„Der Diabetes-Manager“
FAZ
Medikamentengläubigkeit
25. November 2005 Kolumne
Bravo, Herr Hoppe!
Einen Aufschrei der Empörung hat ein Interview des Ärztepräsidenten Jörg-Dietrich Hoppe ausgelöst. Für mich völlig unverständlich. Denn er sprach endlich einmal offen aus, was die Fakten unserer Gesundheitssystems sind: „Wir haben in Deutschland eine Medikamentengläubigkeit, die stärker ausgeprägt ist als anderswo. Die Kostenübernahme von Medikamenten durch die Kassen für Patienten, die sich sozusagen selbst helfen könnten, ist aber nicht gerechtfertigt. Denn das ist originäre Eigenverantwortung. In solchen Fällen sollten die Medikamente überwiegend oder ganz vom Versicherten bezahlt werden“.
Nicht, daß ich rechthaberisch sein will. Aber genau das habe ich seit Jahren in meinem Buch „Fit wie ein Diabetiker“ gefordert. So ist es nicht einzusehen, daß ein 40jähriger mit Lifestyle-Diabetes Medikamente von der Solidargemeinschaft erhält: „Denn es gibt Patienten, die ihre Krankheit durch eine Änderung der Lebensgewohnheiten in den Griff bekommen könnten – etwa durch Bewegung“, fordert Hoppe.

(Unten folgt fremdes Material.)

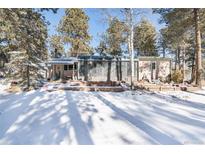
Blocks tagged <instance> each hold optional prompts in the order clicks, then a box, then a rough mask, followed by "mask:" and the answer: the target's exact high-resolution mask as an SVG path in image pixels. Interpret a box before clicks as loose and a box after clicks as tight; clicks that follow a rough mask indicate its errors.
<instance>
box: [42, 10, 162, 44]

Ich will Schokolade! Genau solche Betroffene, ich vermeide das Wort Kranke, habe ich aber in meinen Vorträgen oft vor mir sitzen. Feixend stehen solche Leute auf und sagen „ich werde mich nie bewegen, ich werde nie Ihre blöde Möhre essen, ich liebe Schokolade“. Der Saal klatscht dann Beifall und denkt: Der hat´s dem Lauber aber gegeben – und viele lehnen sich zufrieden zurück.
Viele, aber nicht alle. Denn gerade die über 70jährige fragen mich dann, wie sie sich bewegen können. Für die ist meine Methode aus Messen, Essen, Laufen aber gar nicht gedacht, sondern für die unter 65jährigen, die etwas tun können – damit die Medikamente für die Älteren bezahlbar bleiben, wo sich der Körper oft nicht mehr selbst gegen den „Alterszucker“ (da stimmt dann endlich die Bezeichnung, aber nicht bei 30jährigen) wehren kann.
Dicke Diabetes Kinder Geld muß für die Älteren da sein. Geld muß auch für diejenigen da sein, die sich trotz Lebensumstellung nicht vom Diabetes befreien können. Aber wir dürfen das Geld nicht weiter für die jüngeren Lifestyle-Diabetiker verplempern – und es geht um viel Geld: So errechnete eine Forschungsgruppe der Uni Köln in der aktuellen KoDIM-Studie, daß im Jahr 2001 Diabetiker in Deutschland Kosten von 59,8 Milliarden Euro verursachten – und weitere exzessive Steigerungen sind programmiert, schließlich steht die Welle der „dicken Diabetes-Kinder“ erst noch bevor.
Verschreibungspflicht für Eigenverantwortung! Angesichts solcher Fakten wundert es mich, wenn die Krankenkassen die Forderungen Hoppes empört zurückweisen und von „einer Pauschalverurteilung der Patienten“ sprechen. An sich müßten die Kassen dem Ärztepräsidenten dankbar sein, weil er ausspricht, was sie schon in Kürze selbst aussprechen müssen: Wer sich ungesund ernährt, wer nicht läuft, muß mehr zahlen. Und statt daß Medikamente verschrieben werden, gibt es schon bald eine Verschreibungspflicht für Eigenverantwortung.